The partprobe command is normally needed only in situations where the partition table has changed and the system needs to be informed of the changes. The most common example is when you use the fdisk command to change a partition on a device that currently has mounted filesystems. The fdisk command attempts to inform the system of changes to the partition table by using a kernel call, which fails because of the “live” filesystem.
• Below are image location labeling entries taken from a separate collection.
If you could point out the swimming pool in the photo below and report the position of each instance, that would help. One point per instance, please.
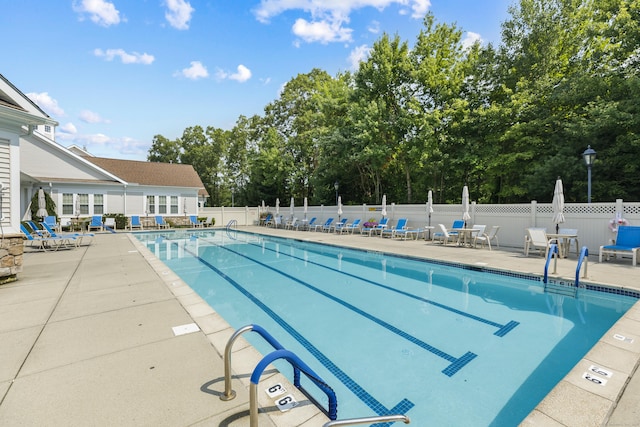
(446, 346)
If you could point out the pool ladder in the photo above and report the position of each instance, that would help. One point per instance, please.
(298, 367)
(558, 288)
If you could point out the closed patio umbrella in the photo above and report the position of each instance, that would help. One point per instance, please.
(465, 205)
(42, 205)
(384, 206)
(291, 208)
(558, 204)
(429, 209)
(305, 208)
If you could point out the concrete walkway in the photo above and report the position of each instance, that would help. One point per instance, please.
(94, 336)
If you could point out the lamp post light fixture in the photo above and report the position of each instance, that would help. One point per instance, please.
(589, 157)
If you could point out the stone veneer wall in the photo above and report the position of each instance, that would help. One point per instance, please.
(11, 250)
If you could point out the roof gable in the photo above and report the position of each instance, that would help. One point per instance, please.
(150, 173)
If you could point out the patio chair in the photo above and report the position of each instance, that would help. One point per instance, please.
(375, 229)
(444, 236)
(291, 224)
(193, 220)
(627, 242)
(160, 223)
(96, 222)
(135, 222)
(486, 238)
(324, 226)
(306, 225)
(267, 219)
(51, 222)
(76, 238)
(391, 232)
(458, 223)
(337, 227)
(572, 240)
(349, 228)
(44, 243)
(536, 238)
(109, 224)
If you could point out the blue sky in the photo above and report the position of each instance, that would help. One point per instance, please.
(114, 73)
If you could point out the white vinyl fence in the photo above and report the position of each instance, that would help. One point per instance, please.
(591, 220)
To overcome this, just execute the partprobe command after exiting the fdisk utility.
These days, systems are pretty good about automatically re-reading the partition table changes of a device, though occasionally you might still need to run partprobe to inform your kernel of any changes manually.
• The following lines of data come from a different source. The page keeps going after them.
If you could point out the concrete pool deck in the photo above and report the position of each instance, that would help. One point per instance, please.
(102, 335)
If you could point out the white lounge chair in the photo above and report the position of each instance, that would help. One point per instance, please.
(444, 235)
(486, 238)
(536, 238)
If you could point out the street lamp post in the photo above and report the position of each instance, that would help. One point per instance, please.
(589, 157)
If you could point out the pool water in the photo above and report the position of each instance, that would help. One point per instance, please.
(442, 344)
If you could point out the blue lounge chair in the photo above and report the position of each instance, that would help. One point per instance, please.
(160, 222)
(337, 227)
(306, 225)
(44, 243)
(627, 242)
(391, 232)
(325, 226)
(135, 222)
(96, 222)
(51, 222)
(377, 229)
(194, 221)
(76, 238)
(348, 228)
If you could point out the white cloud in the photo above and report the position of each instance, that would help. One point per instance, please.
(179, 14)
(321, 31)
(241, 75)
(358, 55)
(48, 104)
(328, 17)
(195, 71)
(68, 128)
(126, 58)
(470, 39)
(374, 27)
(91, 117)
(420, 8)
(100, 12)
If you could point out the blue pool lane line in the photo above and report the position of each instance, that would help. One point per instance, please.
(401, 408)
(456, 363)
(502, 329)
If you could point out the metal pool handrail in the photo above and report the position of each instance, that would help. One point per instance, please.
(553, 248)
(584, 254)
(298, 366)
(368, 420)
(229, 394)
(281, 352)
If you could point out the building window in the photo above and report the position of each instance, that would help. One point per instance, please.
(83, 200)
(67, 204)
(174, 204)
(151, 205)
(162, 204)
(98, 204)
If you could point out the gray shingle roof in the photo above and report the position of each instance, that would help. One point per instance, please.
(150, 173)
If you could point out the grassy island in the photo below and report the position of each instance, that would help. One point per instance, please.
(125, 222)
# partprobe [OPTIONS] [DEVICE]
- -d: Does not actually inform the operating system.
- -s: Prints a summary of contents.
If you encounter the below error while running the partprobe command:
partprobe: command not found
you may try installing the below package as per your choice of distribution.
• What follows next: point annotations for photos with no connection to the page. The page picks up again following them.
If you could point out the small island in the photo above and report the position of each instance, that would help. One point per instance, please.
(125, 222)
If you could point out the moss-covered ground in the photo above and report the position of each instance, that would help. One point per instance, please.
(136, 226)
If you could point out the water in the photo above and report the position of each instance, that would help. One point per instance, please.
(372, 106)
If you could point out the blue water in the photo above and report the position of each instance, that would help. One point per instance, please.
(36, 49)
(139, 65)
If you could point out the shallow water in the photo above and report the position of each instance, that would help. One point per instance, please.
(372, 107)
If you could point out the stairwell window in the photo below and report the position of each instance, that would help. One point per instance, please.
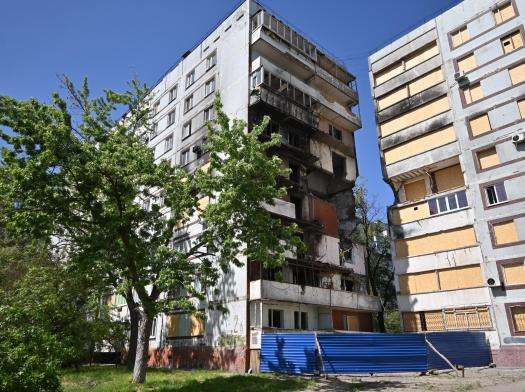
(300, 320)
(275, 318)
(496, 193)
|Debian||apt-get install parted|
|Ubuntu||apt-get install parted|
|Alpine||apk add parted|
|Arch Linux||pacman -S parted|
|Kali Linux||apt-get install parted|
|CentOS||yum install parted|
|Fedora||dnf install parted|
|Raspbian||apt-get install parted|
partprobe Command Examples
1. Notify the operating system kernel of partition table changes:
2. Notify the kernel of partition table changes and show a summary of devices and their partitions:
# partprobe --summary
3. Show a summary of devices and their partitions but don’t notify the kernel:
# partprobe --summary --dry-run
Note: Although you can check the partitions just created without running the partprobe command first, it is always a good idea to run this command first. Forcing a reread of the partition table ensures that you get the latest information from your system and that no strange errors or outdated information is returned.